Avant de partir, avant de laisser tout ça der­rière moi, je voudrais essayer de comprendre un peu, de démêler tout ce qui est noué.

Il n'est pas possi­ble que l'on se soit tant trompé, il n'est pas possible que tout se soit assemblé d'une manière aussi vicieuse, pour qu'au moment le moins oppor­tun, tout s'écroule.

J'ai l'impression d'être écrasée, en morceaux. Chaque lam­beau auquel je m'accroche, part en charpie. Je ne reçois aucun signe, aucune tendresse. L'es­pèce de silence mort dans lequel je m'englue va finir par me bouffer. J'ai une peur de la mort comme j'ai peur de l'inu­tile.

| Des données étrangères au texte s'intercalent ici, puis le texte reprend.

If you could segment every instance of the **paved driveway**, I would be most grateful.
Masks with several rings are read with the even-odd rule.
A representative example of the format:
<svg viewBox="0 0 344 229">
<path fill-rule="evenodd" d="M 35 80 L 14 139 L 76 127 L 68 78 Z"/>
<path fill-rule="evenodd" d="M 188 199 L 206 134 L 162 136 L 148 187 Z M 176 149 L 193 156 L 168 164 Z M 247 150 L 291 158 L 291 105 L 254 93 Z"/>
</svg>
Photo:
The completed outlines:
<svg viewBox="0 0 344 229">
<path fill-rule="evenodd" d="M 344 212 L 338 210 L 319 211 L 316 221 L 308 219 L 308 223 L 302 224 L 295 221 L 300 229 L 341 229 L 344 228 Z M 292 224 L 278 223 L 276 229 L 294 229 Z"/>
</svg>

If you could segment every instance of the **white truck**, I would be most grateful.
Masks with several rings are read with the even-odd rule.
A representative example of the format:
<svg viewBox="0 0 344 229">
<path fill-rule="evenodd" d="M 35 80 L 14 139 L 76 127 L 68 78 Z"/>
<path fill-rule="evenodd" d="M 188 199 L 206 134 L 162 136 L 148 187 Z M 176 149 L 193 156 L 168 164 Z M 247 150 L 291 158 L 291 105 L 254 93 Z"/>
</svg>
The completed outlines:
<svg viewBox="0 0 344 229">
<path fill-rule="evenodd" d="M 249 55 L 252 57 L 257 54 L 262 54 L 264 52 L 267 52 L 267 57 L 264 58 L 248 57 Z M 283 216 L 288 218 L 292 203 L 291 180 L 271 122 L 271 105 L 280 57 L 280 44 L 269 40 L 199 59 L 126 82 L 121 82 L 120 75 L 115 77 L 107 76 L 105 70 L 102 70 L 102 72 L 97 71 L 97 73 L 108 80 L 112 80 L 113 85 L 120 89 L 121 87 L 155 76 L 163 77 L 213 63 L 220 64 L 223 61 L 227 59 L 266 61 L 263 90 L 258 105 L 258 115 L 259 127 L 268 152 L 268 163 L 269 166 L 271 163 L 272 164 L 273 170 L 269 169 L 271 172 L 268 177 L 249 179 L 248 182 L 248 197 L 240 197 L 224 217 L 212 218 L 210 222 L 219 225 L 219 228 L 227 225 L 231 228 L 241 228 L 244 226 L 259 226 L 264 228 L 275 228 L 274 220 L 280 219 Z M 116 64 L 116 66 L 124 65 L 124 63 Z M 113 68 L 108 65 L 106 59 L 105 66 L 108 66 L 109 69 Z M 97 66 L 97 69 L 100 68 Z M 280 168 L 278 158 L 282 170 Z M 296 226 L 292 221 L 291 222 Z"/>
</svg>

Je ne fais que passer sans savoir où je vais. J'envie les alcoo­liques, je n'aurais pas le courage de me détruire même comme cela.

La façade a toujours été tellement propre, tellement nette, tellement sûre.

Ceux qui croient en une justice immanente, diront que je paye. Je ne sais même plus en quoi je crois. C'est l'une des dernières choses qui est en train de m'échapper.

Peut-être, parce que c'est la seule explica­tion, j'ai cru en quelque chose. Je ne sais plus rien et je n'ai plus grand chose. La solitude n'a jamais été aussi dure. Avant lorsque j'étais seule, c'était com­plète­ment. Je pouvais me cogner aux murs et pleurer tout mon saoul. Même ma solitude m'a été arrachée.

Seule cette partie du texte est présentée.